Initial reports said the girl, Amina Ali Nkeki, was found at the edge of Sambisa Forest, accompanied by a man who claimed to be her husband but was suspected to be a Boko Haram insurgent. She carried a 4-month-old baby, likely born in captivity.
From there, her life entered a maelstrom of photo ops with politicians, a reception with President Muhammadu Buhari, speeches and global media coverage.
Nigerian author and professor, Okey Ndibe, recalled the day. “It was brouhaha all the way,” he said. “Borno State Gov. Kashim Shettima feted the 19-year-old mother. The next day, President Muhammadu Buhari welcomed Amina and her baby to Aso Rock, his official residence, where cameramen were at hand to snap photos as he cradled the young child in his arms. Speaking on behalf of the Nigerian state, the president promised that Amina would receive the best physical, psychological and emotional health care Nigeria can provide. You’d think, watching all the excitement, that all 219 schoolgirls, not just one, had been spirited from their abductors.”
Then, two days after Nkeki’s rescue, a second rescue was announced by the Nigerian military. With the discovery of Serah Luka, Nigerians felt that the remaining 200 plus victims would shortly be freed.
But “the second success story turned out a dud,” Ndibe observed. Chibok parents questioned the military’s claim that Luka was one of the schoolgirls.
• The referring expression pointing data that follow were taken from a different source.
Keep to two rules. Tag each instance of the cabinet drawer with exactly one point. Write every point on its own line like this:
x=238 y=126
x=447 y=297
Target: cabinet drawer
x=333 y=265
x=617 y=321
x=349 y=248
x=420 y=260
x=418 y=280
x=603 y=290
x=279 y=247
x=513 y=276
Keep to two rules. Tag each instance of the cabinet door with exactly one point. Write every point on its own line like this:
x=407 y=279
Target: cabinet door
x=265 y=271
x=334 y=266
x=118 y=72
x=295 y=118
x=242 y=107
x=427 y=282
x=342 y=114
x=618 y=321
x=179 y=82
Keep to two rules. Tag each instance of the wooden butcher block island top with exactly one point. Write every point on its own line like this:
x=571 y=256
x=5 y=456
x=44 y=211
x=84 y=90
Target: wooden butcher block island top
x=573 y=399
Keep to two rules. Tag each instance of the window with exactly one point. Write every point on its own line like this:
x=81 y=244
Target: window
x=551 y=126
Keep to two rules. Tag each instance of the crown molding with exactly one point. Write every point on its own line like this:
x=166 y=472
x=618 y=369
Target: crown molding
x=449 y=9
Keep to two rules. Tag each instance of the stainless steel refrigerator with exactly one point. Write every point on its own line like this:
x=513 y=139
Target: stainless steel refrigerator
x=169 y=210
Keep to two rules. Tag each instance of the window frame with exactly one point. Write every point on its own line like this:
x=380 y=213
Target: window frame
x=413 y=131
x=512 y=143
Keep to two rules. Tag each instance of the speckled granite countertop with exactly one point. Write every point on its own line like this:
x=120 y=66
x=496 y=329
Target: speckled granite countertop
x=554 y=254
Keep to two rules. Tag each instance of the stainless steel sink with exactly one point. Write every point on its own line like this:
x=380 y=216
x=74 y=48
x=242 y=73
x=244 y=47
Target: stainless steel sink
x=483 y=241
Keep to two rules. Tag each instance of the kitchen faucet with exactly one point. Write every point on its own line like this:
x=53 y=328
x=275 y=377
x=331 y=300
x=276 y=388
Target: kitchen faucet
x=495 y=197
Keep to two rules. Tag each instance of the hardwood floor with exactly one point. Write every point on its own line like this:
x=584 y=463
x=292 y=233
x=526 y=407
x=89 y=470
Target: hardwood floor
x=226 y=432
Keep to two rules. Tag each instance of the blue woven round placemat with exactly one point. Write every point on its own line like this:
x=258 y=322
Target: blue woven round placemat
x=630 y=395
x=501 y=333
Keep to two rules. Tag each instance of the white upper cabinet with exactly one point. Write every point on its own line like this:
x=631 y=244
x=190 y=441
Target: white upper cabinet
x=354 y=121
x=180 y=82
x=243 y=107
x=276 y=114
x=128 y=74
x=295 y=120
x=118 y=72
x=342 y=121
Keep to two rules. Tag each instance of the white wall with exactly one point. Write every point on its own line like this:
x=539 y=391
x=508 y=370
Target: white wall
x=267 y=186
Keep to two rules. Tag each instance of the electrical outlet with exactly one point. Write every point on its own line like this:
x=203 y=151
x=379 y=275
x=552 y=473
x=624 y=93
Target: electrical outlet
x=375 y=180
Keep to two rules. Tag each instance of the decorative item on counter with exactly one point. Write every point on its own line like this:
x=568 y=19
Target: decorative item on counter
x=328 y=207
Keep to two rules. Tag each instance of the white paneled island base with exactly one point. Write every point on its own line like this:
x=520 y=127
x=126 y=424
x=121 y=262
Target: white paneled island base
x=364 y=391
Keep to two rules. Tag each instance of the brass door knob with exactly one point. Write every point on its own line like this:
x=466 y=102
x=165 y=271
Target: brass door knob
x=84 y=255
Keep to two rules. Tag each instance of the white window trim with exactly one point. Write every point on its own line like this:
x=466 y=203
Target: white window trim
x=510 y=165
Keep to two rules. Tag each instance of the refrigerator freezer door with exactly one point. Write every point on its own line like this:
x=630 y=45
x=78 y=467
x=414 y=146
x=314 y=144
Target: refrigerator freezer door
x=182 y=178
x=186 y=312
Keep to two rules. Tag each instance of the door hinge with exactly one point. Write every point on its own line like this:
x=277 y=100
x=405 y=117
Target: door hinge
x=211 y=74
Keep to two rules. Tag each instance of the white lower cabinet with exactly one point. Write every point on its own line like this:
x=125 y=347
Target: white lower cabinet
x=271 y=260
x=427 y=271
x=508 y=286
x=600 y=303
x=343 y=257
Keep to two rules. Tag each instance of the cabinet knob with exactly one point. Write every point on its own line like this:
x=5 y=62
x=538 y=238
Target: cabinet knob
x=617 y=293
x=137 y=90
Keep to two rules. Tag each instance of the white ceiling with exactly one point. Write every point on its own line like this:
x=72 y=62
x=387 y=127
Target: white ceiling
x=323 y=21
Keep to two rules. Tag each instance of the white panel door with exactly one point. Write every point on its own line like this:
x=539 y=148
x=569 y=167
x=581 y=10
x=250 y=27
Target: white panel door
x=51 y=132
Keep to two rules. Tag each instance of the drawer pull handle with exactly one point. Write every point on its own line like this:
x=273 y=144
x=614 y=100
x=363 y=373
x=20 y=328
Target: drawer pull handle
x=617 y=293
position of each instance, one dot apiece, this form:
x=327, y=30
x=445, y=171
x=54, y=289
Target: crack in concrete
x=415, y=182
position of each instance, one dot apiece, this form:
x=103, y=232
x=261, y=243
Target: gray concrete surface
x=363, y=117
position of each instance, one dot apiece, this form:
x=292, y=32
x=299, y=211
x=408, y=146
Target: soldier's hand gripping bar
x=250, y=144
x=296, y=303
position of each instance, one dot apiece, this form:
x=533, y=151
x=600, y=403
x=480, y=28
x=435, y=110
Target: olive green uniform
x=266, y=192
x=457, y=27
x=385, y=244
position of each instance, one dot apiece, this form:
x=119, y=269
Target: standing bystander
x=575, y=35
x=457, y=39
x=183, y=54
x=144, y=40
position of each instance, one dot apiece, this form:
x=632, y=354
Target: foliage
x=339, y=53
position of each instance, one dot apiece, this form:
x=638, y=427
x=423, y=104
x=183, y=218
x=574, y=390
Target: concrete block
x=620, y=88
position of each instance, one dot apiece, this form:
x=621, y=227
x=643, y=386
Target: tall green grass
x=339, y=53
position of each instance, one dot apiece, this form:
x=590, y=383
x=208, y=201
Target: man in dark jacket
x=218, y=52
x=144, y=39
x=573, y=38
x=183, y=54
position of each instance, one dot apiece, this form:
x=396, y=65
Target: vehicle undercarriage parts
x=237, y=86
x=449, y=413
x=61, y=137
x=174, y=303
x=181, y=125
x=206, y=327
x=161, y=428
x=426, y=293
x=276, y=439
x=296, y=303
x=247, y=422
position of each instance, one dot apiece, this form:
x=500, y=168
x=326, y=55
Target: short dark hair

Neither her name nor her image was on the roster of the missing schoolgirls.
“Whether it was an honest mistake or a calculated fib, the misidentification of Serah as one of the Chibok schoolgirls further fueled conspiracy theories,” Ndibe said. “Some critics saw the first and second rescues as politically orchestrated maneuvers, a plot by the Buhari administration and its champions to deflect attention from biting economic crises and deepening social misery.”
He added,“For me, the question isn’t whether Amina represents some political ruse but why the military establishment of Africa’s most populous country hasn’t been able to comb Sambisa Forest to rescue the other schoolgirls abducted more than two years ago. I am amazed that the military and the political authorities would make such fuss over the accidental—not planned—rescue of a solitary captive. One found the air of celebration around Amina altogether embarrassing. It’s absurd that the rescue of one out of 219 missing girls was turned into an occasion to blow the trumpet.”
Ndibe concluded with a touch of regret, “Amina, Serah and Sambisa Forest are metaphors of a country whose malaise is deep-rooted, increasingly troubling, and potentially tragic ... Mr. Buhari’s burden is to view and treat every Nigerian with the same concern and solicitude he showed to Amina. All Nigerians, not just Amina, deserve access to sound health care, good education and the opportunity to realize their potential.”